A importância do nome certo

De ventos a palavras sem significado, eles podem até afetar a decisão de compra

Luís Felipe Figueiredo

São Paulo – O nome de um veículo é tão importante para seu sucesso quanto a aparência. “Pode afetar a decisão de compra, por isso as fábricas tomam muito cuidado com traduções e significados”, afirma o consultor Arnaldo Brazil, da Prime Action.

É importante o nome representar a proposta do carro. “Se for um modelo familiar, deve simbolizar isso. Num esportivo, é preciso refletir essa força, como o Ford Mustang (raça de cavalo)”, diz Brazil. Outro exemplo desse grupo é o Lamborghini Gallardo (raça de touro).

Segundo Brazil, há três tipos de nomes: significantes, não-significantes e os com a chamada arquitetura da marca-mãe. Esse último é o adotado por Audi, BMW e Mercedes-Benz, por exemplo, e representa códigos. A maior referência é a marca, com personalidade definida.

“O sujeito tem um Mercedes. Não importa o modelo. Esse recurso economiza verba de marketing para trabalhar o nome do novo produto”, explica Brazil.

Nomes não-significantes são os de planetas, fenômenos naturais, os criados por computador ou mesmo os sem sentido. Vectra, Twingo, Kangoo e Jetta estão entre os exemplos. Os três últimos foram criados por computadores e têm pronúncia fácil em vários idiomas. Bora, Santana e Passat, da Volkswagen, são nomes de ventos.

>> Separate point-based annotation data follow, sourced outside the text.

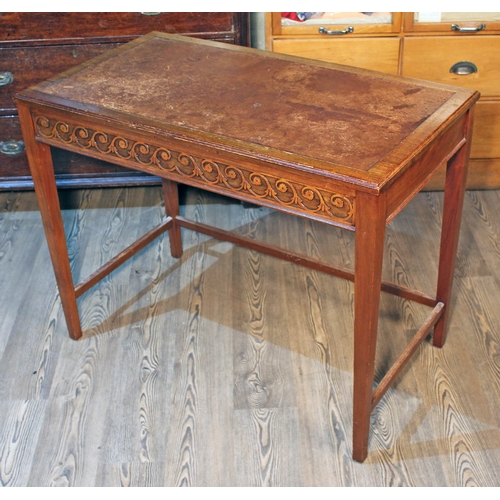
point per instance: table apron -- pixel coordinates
(250, 180)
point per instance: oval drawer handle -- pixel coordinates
(6, 78)
(324, 31)
(463, 68)
(456, 27)
(11, 147)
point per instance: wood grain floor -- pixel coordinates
(230, 368)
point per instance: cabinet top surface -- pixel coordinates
(313, 114)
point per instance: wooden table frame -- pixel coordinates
(356, 200)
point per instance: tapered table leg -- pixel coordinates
(42, 171)
(370, 229)
(456, 177)
(171, 198)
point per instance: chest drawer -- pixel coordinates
(380, 54)
(73, 25)
(486, 135)
(25, 66)
(431, 58)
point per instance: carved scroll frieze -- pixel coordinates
(276, 190)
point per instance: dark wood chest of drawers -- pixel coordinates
(37, 46)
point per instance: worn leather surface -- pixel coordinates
(336, 116)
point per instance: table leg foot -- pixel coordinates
(171, 198)
(42, 171)
(370, 229)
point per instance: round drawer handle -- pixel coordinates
(6, 78)
(11, 147)
(456, 27)
(324, 31)
(463, 68)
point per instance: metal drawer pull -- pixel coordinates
(6, 78)
(11, 147)
(349, 29)
(463, 68)
(456, 27)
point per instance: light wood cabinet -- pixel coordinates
(461, 49)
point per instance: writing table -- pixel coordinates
(339, 145)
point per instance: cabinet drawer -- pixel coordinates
(14, 163)
(486, 134)
(30, 65)
(431, 58)
(73, 25)
(380, 54)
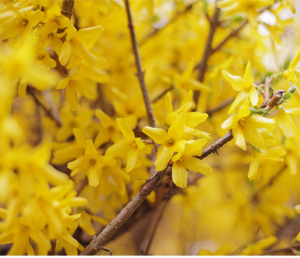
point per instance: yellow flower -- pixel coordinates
(129, 147)
(184, 82)
(246, 127)
(185, 160)
(271, 154)
(70, 121)
(245, 86)
(109, 130)
(249, 7)
(170, 141)
(91, 164)
(285, 121)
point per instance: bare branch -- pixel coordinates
(138, 63)
(155, 227)
(289, 249)
(41, 105)
(175, 18)
(138, 199)
(67, 8)
(208, 49)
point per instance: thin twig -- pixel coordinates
(175, 18)
(288, 249)
(232, 34)
(67, 8)
(220, 107)
(162, 94)
(106, 234)
(155, 227)
(208, 48)
(40, 104)
(138, 63)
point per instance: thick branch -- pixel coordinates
(125, 213)
(67, 8)
(208, 49)
(138, 199)
(138, 63)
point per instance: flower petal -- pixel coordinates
(157, 134)
(164, 155)
(196, 165)
(179, 175)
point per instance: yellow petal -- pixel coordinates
(295, 61)
(194, 148)
(253, 96)
(157, 134)
(179, 175)
(71, 97)
(248, 76)
(65, 53)
(176, 129)
(253, 168)
(239, 138)
(125, 129)
(119, 149)
(164, 155)
(131, 159)
(286, 124)
(237, 103)
(195, 118)
(237, 82)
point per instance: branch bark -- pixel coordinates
(208, 49)
(138, 63)
(175, 18)
(105, 235)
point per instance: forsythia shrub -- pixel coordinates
(149, 127)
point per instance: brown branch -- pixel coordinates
(208, 49)
(67, 8)
(289, 249)
(140, 72)
(48, 112)
(175, 18)
(125, 213)
(232, 34)
(106, 234)
(220, 107)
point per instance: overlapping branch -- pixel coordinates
(138, 63)
(95, 245)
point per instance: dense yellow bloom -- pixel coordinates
(129, 147)
(185, 160)
(248, 7)
(251, 128)
(245, 86)
(91, 164)
(170, 141)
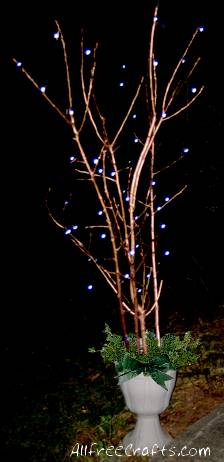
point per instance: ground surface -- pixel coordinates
(72, 401)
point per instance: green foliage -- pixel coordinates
(173, 353)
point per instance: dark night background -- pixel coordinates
(45, 305)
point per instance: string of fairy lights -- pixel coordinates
(99, 169)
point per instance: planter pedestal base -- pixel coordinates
(147, 399)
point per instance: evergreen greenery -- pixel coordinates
(173, 353)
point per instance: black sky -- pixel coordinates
(43, 282)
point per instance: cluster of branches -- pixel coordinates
(130, 222)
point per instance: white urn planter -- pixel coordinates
(145, 398)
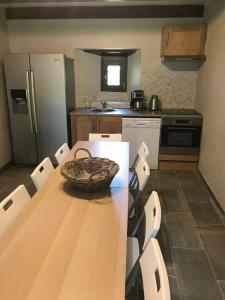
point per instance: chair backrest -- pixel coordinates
(11, 206)
(42, 172)
(152, 211)
(154, 274)
(143, 172)
(143, 151)
(114, 137)
(138, 182)
(61, 153)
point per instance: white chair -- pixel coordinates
(151, 218)
(143, 151)
(154, 274)
(12, 205)
(42, 172)
(137, 183)
(114, 137)
(61, 153)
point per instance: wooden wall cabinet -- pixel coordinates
(183, 41)
(81, 126)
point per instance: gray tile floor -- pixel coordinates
(192, 234)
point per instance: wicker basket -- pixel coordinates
(89, 174)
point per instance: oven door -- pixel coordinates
(180, 139)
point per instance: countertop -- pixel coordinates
(126, 112)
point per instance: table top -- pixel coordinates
(63, 246)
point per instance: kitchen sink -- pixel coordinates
(103, 109)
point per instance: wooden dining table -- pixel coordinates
(66, 244)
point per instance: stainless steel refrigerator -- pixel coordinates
(40, 90)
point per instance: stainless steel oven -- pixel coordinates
(181, 135)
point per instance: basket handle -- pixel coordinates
(82, 149)
(96, 172)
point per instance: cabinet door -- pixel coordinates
(183, 40)
(81, 126)
(109, 124)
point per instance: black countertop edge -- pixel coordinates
(127, 112)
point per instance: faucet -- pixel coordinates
(104, 104)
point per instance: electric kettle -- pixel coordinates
(154, 103)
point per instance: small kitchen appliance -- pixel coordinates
(154, 103)
(137, 100)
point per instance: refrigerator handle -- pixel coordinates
(28, 101)
(33, 100)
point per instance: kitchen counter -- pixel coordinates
(126, 112)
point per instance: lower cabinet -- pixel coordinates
(178, 162)
(81, 126)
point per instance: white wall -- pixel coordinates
(176, 89)
(134, 71)
(87, 74)
(210, 101)
(5, 142)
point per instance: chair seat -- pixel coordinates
(132, 253)
(130, 175)
(130, 203)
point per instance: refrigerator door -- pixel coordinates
(49, 103)
(17, 81)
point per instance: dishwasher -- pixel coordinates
(138, 130)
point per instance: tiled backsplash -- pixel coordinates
(176, 89)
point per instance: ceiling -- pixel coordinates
(99, 2)
(103, 9)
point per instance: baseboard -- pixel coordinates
(218, 205)
(5, 166)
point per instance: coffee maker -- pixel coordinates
(137, 100)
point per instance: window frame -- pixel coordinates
(114, 60)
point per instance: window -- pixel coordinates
(114, 73)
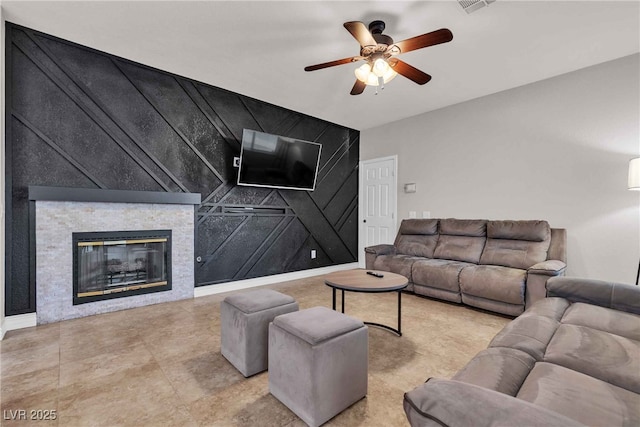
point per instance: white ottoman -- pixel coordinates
(318, 362)
(244, 327)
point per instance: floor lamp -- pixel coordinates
(634, 184)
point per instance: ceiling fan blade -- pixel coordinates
(333, 63)
(442, 35)
(360, 32)
(358, 87)
(408, 71)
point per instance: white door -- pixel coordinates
(378, 203)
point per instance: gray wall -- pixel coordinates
(557, 150)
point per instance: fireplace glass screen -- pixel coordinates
(109, 265)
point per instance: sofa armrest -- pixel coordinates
(552, 267)
(381, 250)
(537, 276)
(441, 402)
(618, 296)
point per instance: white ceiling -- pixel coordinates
(260, 48)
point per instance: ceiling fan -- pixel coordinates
(379, 51)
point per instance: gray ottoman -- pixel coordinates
(318, 362)
(244, 324)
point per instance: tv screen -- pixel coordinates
(276, 161)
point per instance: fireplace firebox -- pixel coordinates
(121, 263)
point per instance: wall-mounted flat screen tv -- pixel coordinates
(277, 161)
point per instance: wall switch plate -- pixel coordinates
(410, 187)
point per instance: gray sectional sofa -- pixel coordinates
(500, 266)
(571, 359)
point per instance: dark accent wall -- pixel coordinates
(77, 117)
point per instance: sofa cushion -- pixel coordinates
(553, 308)
(459, 248)
(603, 319)
(400, 264)
(494, 282)
(580, 397)
(530, 334)
(601, 355)
(533, 231)
(499, 368)
(427, 227)
(448, 403)
(514, 253)
(417, 237)
(464, 227)
(437, 273)
(618, 296)
(416, 245)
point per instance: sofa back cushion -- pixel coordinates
(517, 244)
(461, 239)
(417, 237)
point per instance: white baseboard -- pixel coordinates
(202, 291)
(19, 321)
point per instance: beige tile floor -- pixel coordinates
(161, 365)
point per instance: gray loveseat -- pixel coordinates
(500, 266)
(571, 359)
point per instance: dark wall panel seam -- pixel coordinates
(263, 248)
(221, 119)
(8, 183)
(339, 187)
(349, 144)
(214, 119)
(178, 132)
(58, 150)
(86, 109)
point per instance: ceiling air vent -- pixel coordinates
(473, 5)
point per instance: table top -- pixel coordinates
(359, 280)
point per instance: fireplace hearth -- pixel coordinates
(119, 264)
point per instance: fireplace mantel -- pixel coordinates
(56, 213)
(69, 194)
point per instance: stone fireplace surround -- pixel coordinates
(59, 212)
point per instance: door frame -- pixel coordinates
(393, 205)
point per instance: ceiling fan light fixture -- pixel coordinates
(380, 67)
(368, 74)
(363, 72)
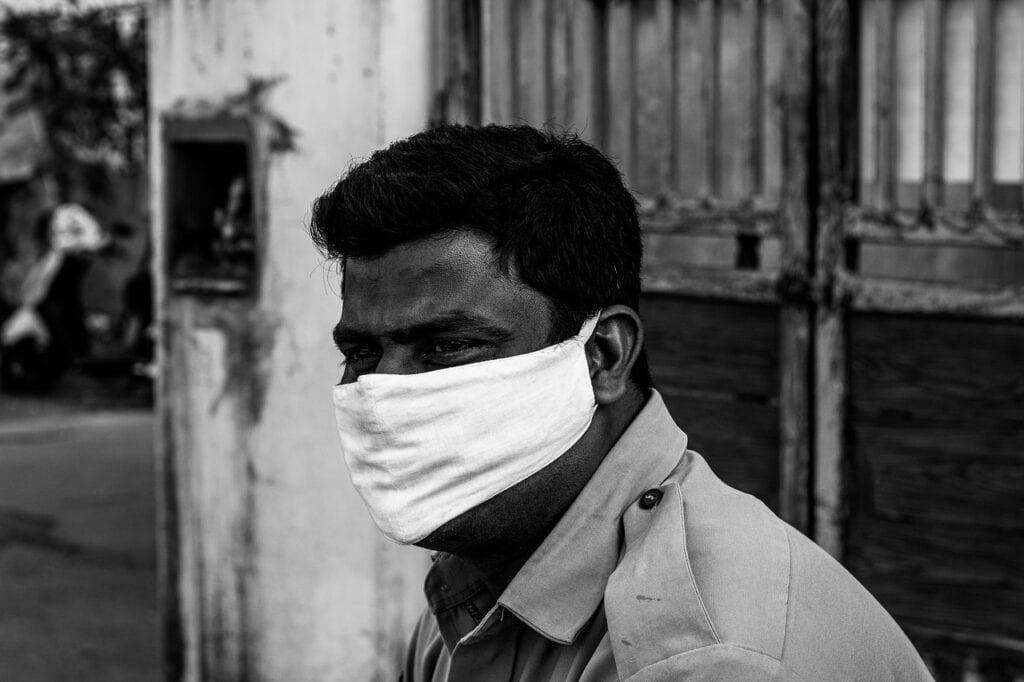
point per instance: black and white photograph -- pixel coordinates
(511, 340)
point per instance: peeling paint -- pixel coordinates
(250, 338)
(250, 102)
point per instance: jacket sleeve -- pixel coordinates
(714, 664)
(424, 650)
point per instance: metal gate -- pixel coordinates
(783, 152)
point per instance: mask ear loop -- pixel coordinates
(588, 328)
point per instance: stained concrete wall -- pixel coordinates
(271, 567)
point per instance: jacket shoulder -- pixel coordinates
(709, 565)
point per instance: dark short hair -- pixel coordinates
(554, 207)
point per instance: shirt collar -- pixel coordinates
(562, 584)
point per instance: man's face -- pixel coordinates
(439, 303)
(432, 304)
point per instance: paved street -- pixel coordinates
(77, 546)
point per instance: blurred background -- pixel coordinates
(833, 201)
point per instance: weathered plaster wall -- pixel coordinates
(272, 569)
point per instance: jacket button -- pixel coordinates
(650, 499)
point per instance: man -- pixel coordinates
(496, 407)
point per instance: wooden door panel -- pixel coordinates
(716, 364)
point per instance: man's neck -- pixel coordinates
(500, 565)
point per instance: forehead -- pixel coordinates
(423, 280)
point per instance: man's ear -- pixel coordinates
(612, 351)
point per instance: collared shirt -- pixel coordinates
(659, 571)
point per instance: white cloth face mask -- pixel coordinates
(423, 449)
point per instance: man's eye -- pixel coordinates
(358, 353)
(450, 346)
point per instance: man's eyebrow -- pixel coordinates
(446, 323)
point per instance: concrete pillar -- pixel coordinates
(271, 567)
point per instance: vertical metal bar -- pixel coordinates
(622, 86)
(587, 71)
(934, 101)
(757, 98)
(690, 120)
(710, 19)
(560, 60)
(829, 361)
(983, 101)
(796, 225)
(885, 110)
(499, 61)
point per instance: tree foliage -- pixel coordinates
(85, 71)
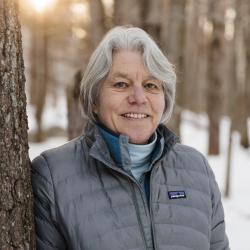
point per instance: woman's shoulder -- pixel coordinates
(190, 158)
(60, 158)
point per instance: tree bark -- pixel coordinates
(16, 217)
(173, 41)
(76, 121)
(97, 24)
(215, 72)
(128, 12)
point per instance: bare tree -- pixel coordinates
(173, 41)
(215, 72)
(128, 12)
(16, 219)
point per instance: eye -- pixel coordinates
(151, 86)
(120, 85)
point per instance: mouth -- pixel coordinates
(135, 115)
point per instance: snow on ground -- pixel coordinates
(194, 133)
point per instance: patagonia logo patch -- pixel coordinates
(176, 195)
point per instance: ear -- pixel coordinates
(95, 108)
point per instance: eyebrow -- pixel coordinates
(124, 75)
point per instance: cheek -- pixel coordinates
(159, 105)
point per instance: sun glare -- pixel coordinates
(41, 5)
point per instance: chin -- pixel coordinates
(137, 140)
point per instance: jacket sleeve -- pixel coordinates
(218, 240)
(48, 236)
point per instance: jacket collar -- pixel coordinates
(115, 152)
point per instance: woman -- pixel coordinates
(127, 183)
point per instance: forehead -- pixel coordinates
(128, 62)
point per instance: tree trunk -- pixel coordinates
(152, 12)
(128, 12)
(42, 77)
(246, 95)
(173, 40)
(16, 217)
(215, 72)
(97, 24)
(76, 121)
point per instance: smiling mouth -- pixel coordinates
(135, 115)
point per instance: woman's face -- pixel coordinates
(131, 100)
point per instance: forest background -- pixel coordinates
(207, 41)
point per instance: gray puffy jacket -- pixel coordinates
(84, 201)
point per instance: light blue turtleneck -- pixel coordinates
(141, 157)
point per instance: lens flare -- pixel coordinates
(42, 5)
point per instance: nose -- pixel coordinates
(137, 95)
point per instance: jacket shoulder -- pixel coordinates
(190, 159)
(61, 161)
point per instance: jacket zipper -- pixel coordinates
(150, 208)
(135, 200)
(138, 215)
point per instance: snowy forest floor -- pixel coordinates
(193, 133)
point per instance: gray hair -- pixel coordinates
(100, 63)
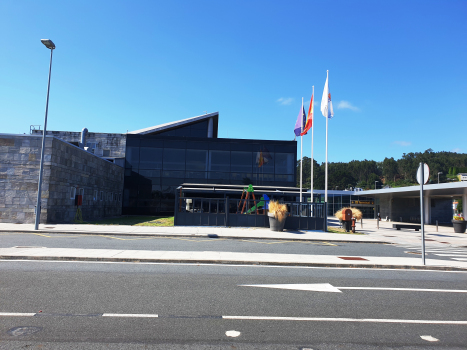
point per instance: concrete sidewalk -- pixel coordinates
(444, 237)
(213, 257)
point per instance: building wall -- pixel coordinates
(19, 173)
(396, 208)
(65, 166)
(156, 165)
(73, 167)
(107, 145)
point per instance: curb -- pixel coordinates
(193, 235)
(229, 262)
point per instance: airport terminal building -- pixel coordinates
(135, 173)
(139, 172)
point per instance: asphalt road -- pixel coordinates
(8, 240)
(77, 305)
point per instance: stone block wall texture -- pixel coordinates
(65, 166)
(113, 144)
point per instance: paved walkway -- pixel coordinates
(444, 237)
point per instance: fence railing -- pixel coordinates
(195, 211)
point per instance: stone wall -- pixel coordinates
(106, 145)
(19, 174)
(65, 167)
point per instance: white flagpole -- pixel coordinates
(326, 171)
(312, 128)
(301, 152)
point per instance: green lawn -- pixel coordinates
(136, 221)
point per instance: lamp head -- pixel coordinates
(48, 43)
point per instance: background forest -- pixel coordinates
(389, 172)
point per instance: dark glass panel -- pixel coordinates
(132, 157)
(264, 161)
(260, 179)
(150, 158)
(149, 141)
(241, 161)
(200, 126)
(244, 178)
(284, 178)
(197, 145)
(132, 141)
(173, 174)
(240, 146)
(219, 161)
(224, 146)
(196, 159)
(150, 173)
(174, 159)
(198, 133)
(218, 175)
(195, 175)
(180, 144)
(167, 206)
(284, 163)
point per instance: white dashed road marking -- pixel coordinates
(428, 338)
(130, 315)
(233, 334)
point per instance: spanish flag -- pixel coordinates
(309, 118)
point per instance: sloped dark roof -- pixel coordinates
(173, 125)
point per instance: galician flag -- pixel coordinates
(326, 104)
(300, 124)
(309, 118)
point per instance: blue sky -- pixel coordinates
(397, 69)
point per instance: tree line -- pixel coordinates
(367, 174)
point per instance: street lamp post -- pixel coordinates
(50, 45)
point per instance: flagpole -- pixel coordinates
(312, 128)
(301, 154)
(326, 170)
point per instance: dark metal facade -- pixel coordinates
(156, 165)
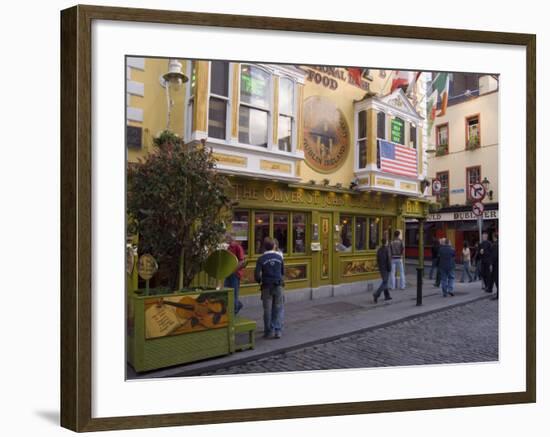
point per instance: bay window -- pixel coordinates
(254, 109)
(219, 99)
(286, 114)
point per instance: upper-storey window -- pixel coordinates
(362, 138)
(473, 139)
(398, 130)
(219, 99)
(442, 139)
(255, 106)
(286, 114)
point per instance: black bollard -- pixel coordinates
(419, 276)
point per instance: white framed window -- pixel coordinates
(219, 101)
(255, 105)
(286, 123)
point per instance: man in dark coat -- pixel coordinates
(447, 267)
(485, 259)
(384, 267)
(494, 266)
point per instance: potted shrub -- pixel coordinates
(179, 205)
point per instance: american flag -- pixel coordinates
(397, 159)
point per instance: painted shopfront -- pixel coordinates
(305, 150)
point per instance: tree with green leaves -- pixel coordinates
(179, 205)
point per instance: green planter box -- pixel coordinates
(176, 328)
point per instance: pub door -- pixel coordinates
(325, 238)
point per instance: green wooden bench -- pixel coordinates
(242, 326)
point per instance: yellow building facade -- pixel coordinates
(306, 150)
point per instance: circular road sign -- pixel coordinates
(477, 191)
(478, 208)
(147, 266)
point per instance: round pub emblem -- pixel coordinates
(326, 135)
(147, 266)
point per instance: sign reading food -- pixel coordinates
(326, 135)
(182, 314)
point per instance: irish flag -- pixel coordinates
(441, 85)
(402, 79)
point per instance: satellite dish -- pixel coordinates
(220, 264)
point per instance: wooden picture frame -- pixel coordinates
(76, 217)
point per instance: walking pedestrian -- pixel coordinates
(269, 273)
(466, 263)
(494, 266)
(384, 261)
(397, 249)
(485, 261)
(234, 279)
(447, 268)
(437, 282)
(435, 255)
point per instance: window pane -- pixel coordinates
(360, 233)
(261, 231)
(346, 234)
(362, 153)
(398, 130)
(254, 86)
(374, 232)
(285, 133)
(299, 233)
(362, 125)
(381, 125)
(239, 228)
(219, 74)
(252, 126)
(286, 96)
(442, 135)
(217, 113)
(280, 230)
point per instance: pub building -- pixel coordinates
(311, 156)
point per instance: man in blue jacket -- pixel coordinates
(269, 274)
(447, 267)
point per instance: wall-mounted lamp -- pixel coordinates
(172, 82)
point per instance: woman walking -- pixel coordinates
(466, 263)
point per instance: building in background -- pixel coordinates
(463, 141)
(326, 160)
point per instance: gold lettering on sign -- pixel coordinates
(275, 166)
(385, 182)
(408, 186)
(236, 161)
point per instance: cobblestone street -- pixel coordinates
(461, 334)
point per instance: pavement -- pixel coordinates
(465, 333)
(323, 320)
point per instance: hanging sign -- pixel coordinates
(478, 208)
(477, 191)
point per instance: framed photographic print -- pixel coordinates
(303, 208)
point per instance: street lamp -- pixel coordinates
(172, 82)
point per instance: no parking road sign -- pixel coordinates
(478, 208)
(477, 191)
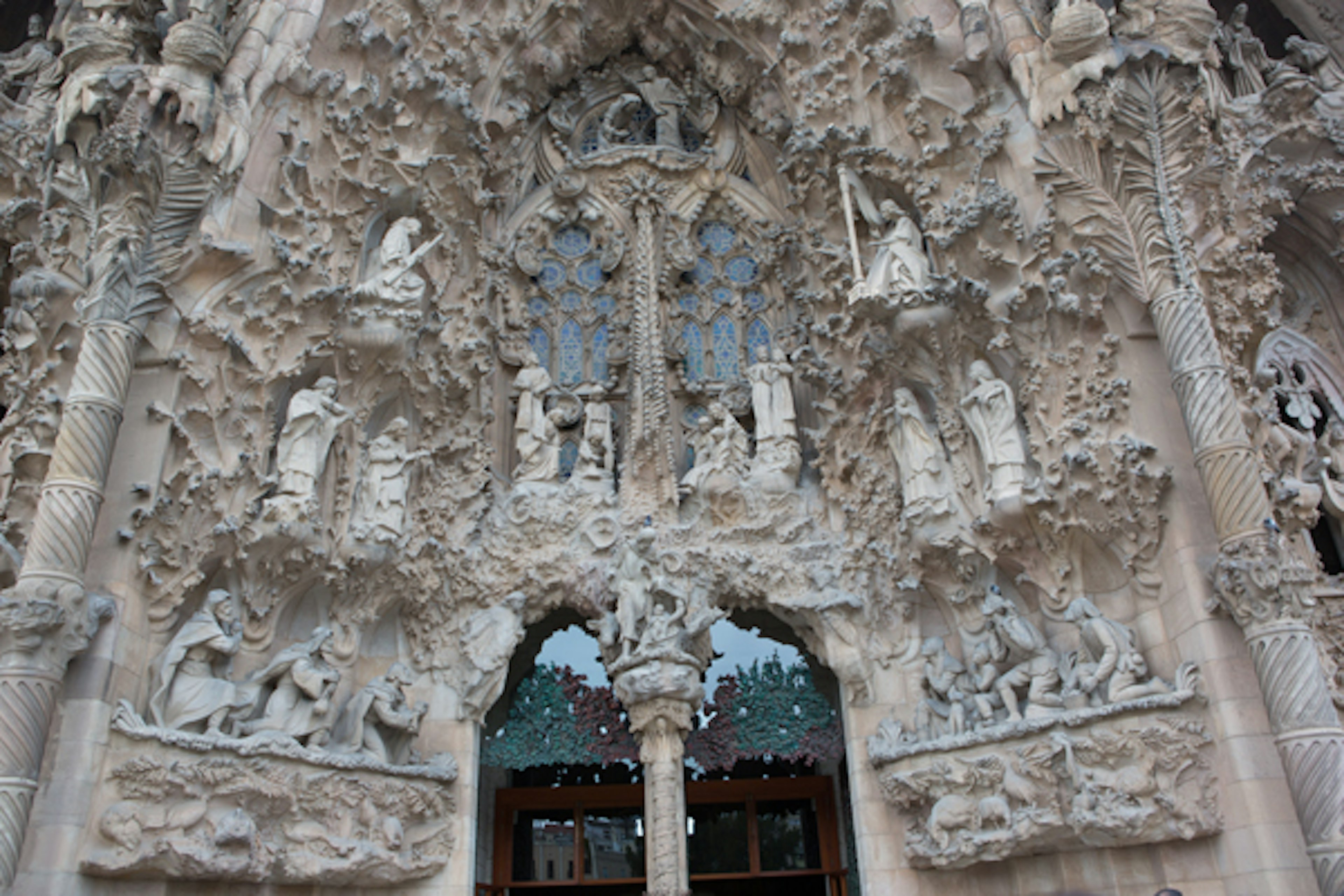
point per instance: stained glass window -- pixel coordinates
(694, 352)
(601, 342)
(569, 457)
(725, 348)
(541, 342)
(723, 298)
(758, 336)
(572, 323)
(573, 242)
(572, 354)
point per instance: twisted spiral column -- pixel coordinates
(42, 628)
(650, 432)
(1256, 582)
(660, 727)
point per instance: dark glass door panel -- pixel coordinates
(718, 839)
(613, 844)
(788, 832)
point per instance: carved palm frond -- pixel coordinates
(1108, 216)
(132, 285)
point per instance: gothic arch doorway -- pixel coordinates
(565, 803)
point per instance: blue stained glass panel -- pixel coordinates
(694, 352)
(758, 336)
(717, 237)
(741, 269)
(704, 272)
(572, 242)
(569, 457)
(725, 350)
(589, 274)
(601, 342)
(553, 273)
(541, 342)
(572, 354)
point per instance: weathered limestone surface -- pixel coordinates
(992, 348)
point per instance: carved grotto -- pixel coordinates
(872, 445)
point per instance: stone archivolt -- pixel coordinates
(455, 324)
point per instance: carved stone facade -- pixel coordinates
(986, 352)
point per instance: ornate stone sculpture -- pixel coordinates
(488, 639)
(1109, 667)
(1033, 664)
(381, 502)
(292, 694)
(925, 491)
(378, 722)
(536, 433)
(190, 683)
(941, 711)
(776, 418)
(302, 452)
(991, 412)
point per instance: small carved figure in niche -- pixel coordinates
(302, 450)
(590, 472)
(943, 710)
(668, 103)
(975, 30)
(597, 421)
(991, 412)
(1244, 53)
(776, 418)
(530, 426)
(984, 673)
(1111, 667)
(632, 581)
(721, 450)
(924, 489)
(396, 281)
(378, 722)
(189, 680)
(31, 76)
(488, 641)
(539, 458)
(296, 692)
(1035, 665)
(381, 500)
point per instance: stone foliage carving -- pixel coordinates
(268, 820)
(1140, 780)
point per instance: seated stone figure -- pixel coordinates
(294, 694)
(1111, 668)
(378, 722)
(190, 686)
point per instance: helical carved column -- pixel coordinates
(1260, 582)
(662, 726)
(46, 618)
(652, 488)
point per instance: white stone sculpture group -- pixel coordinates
(291, 699)
(1013, 673)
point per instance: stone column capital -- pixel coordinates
(1259, 581)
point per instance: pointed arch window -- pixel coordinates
(572, 308)
(722, 299)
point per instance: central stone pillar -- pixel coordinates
(660, 726)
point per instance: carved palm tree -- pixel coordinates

Já os significantes podem ser bem aceitos ou causar confusão. “No Brasil houve um caso de sucesso, a van Kia Besta”, diz Brazil. O nome verdadeiro era Best-A, mas foi feita a mudança para se referir ao animal, mais adequado à proposta de trabalho do veículo.

Às vezes é preciso alterar o nome. É o caso do Mitsubishi Pajero, chamado Montero em países de língua espanhola, em que a denominação original pode ter significado polêmico. “Sul-coreanos e chineses são os mais resistentes à adequação”, diz Brazil. O Kia Picanto remete a “picante”. Confusão maior causa a chinesa Chana, nome chulo do órgão sexual feminino no Brasil.